Comprobó el equipo de Toronto los orígenes orales primitivos del disgusto moral buscando similitudes en la actividad motriz facial despertada por gustos (sabores) desagradables, disgusto básico (fotos de contaminantes) y disgusto moral (trato injusto en un juego económico). En éste, llamado Juego de Ultimátum, dos jugadores deben repartirse diez dólares. Uno de ellos propone una división (la más justa sería cinco y cinco cada uno) y la otra parte acepta o rechaza el ofrecimiento. Si lo acepta, se reparten así. Pero si lo rechaza ninguno recibe nada. Una computadora hizo toda suerte de repartos al azar. Descubrieron los investigadores que los tres estados activaban el músculo levator labii, pero más se activaba ante ofertas más injustas, por ejemplo la de dividir 9 a 1, a favor del proponente. Aceptar hace ganar un dólar al otro miembro del par, ninguno si rechaza. Puede que lo acepte por eso, pero el levator labii se activa más que con 6 a 4. Los resultados sugieren que la inmoralidad activa el mismo disgusto que los animales conocidos como vectores de enfermedades y los sabores desagradables, el mal gusto en sentido estricto oral-nasal.

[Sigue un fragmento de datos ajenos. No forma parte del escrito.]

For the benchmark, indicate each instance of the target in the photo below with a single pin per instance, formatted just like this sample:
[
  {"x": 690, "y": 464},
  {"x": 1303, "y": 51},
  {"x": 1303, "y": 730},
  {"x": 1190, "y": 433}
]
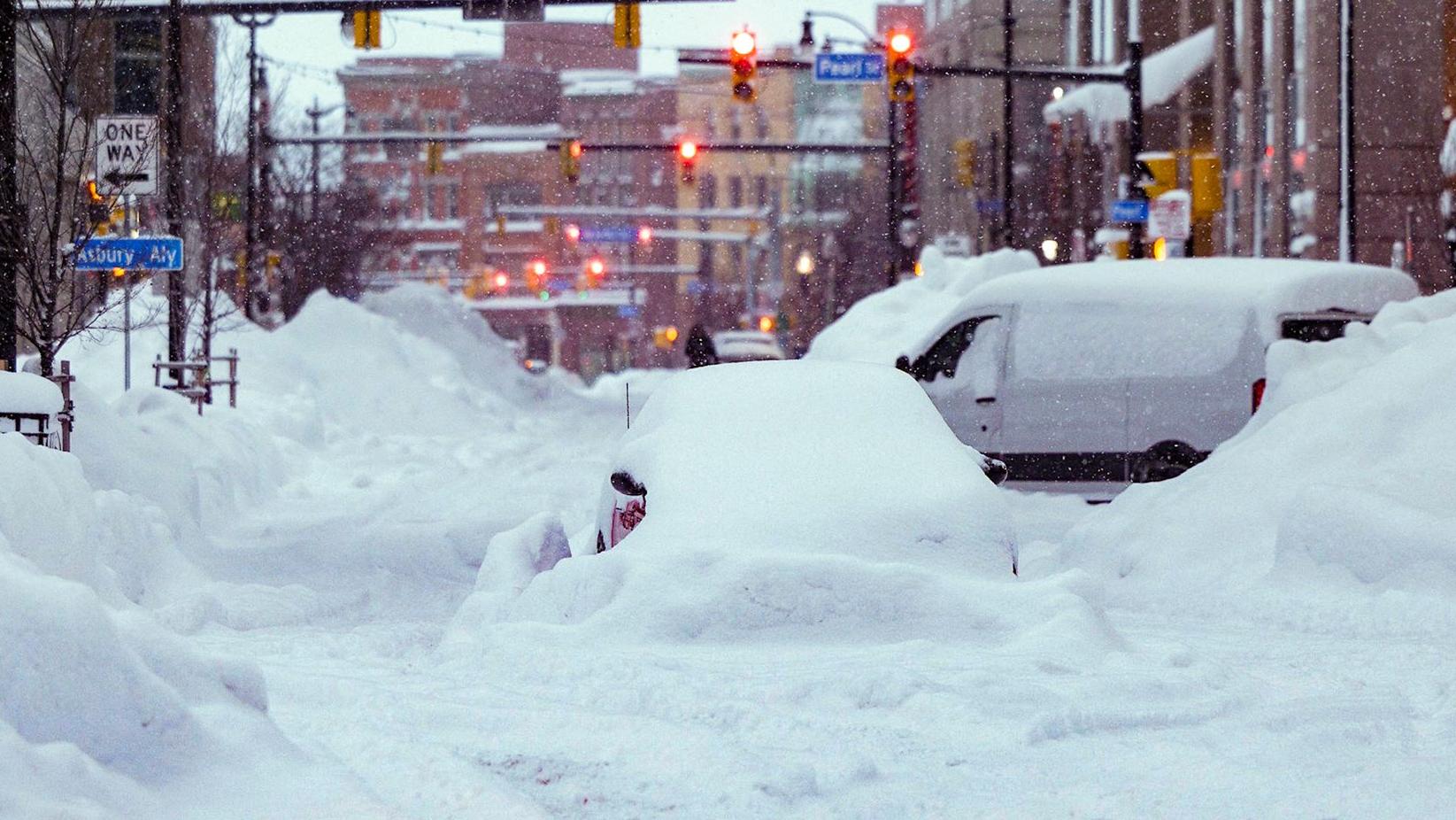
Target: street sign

En suma: la transgresión moral despierta el mismo equipo defensivo que se activa ante posibles toxinas. Es curioso que no lo mencionen, pero todos hemos comprobado la empatía social cuando se nos transmite el mismo gesto de quien veamos chupar un limón: toda la mesa arrisca la nariz al unísono con la desgracia ajena.
Estos datos proveen evidencia directa acerca de los orígenes primitivos de las expresiones faciales, como propone Darwin. El gesto de rechazo se remonta, en la filogenia, a las anémonas marinas, que tomaron su forma hace unos 500 millones de años: al darles un alimento amargo revierten sus cavidad gastrovascular, el equivalente de nuestra reversión de boca y nariz.
"El metafórico 'mal gusto' que dejan las transgresiones morales puede tener sus orígenes en genuino disgusto oral".